Let $(\Omega_i)_{i\in I}$ be a nonempty family of sets. For each $i \in I$, let $\mathcal{E}_i$ be a set of subsets of $\Omega_i$. Let
$$ \coprod_{i\in I} \mathcal{E}_i:=\bigg\{\prod_{i\in I}A_i : A_i\in\mathcal{E}_i \cup\{\Omega_i\} , A_i\neq \Omega_i \text{ for finitely many }i\in I \bigg\}$$
Let $(I)_{\lambda \in \Lambda}$ be a partition of $I$ into disjoint nonempty sets. I am trying to prove that
$$\coprod_{i\in I} \mathcal{E}_i= \coprod_{\lambda \in \Lambda} \bigg( \coprod_{i\in I_\lambda} \mathcal{E}_i\bigg)$$
when identifying sets of the form $\prod_{i\in I} A_i$ $(A_i\subset\Omega_i)$ with $\prod_{\lambda \in \Lambda} \big( \prod_{i\in I_\lambda} A_i\big)$. I already showed $\coprod_{i\in I} \mathcal{E}_i \subset \coprod_{\lambda \in \Lambda} \bigg( \coprod_{i\in I_\lambda} \mathcal{E}_i\bigg)$, but I am not sure the reverse inclusion holds if $\Omega_i =\emptyset$ for some $i$.
Is this reasoning correct? Thanks a lot for your help.
$\Omega_i = \emptyset$ does not cause a problem, both sides will just be empty.
Your definition of $\coprod_{\lambda \in \Lambda} \bigg( \coprod_{i\in I_\lambda} \mathcal{E}_i\bigg)$ is incomplete, as you haven't defined an $\Omega_{I_\lambda}$ for each member of $\coprod_{i\in I_\lambda} \mathcal{E}_i$ to be a subset of. If we put that to be $\bigcup \bigg( \coprod_{i\in I_\lambda} \mathcal{E}_i\bigg)$ then your equality does hold.

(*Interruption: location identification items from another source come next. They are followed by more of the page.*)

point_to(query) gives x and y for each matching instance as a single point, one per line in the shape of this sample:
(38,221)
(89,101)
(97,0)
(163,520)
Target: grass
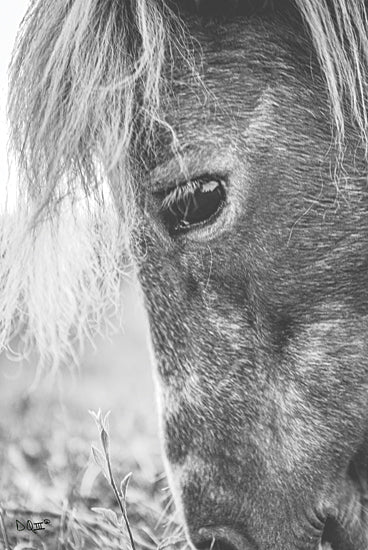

To show the reverse inequality note that any member $\prod_{\lambda \in \Lambda} B_\lambda$ of $\coprod_{\lambda \in \Lambda} \bigg( \coprod_{i\in I_\lambda} \mathcal{E}_i\bigg)$ will have, for all but finitely many $\lambda$, $B_\lambda = \Omega_{I_\lambda} = \prod_{i\in I_\lambda} \Omega_i$. So each member is of the form $\prod_{\lambda \in \Lambda} \big( \prod_{i\in I_\lambda} A_i\big)$ with $A_i \neq \Omega_i$ for only finitely many $i$ from only finitely many $I_\lambda$, and so it identifies with $\prod_{i\in I} A_i$ for only finitely many $A_i \neq \Omega_i$ overall.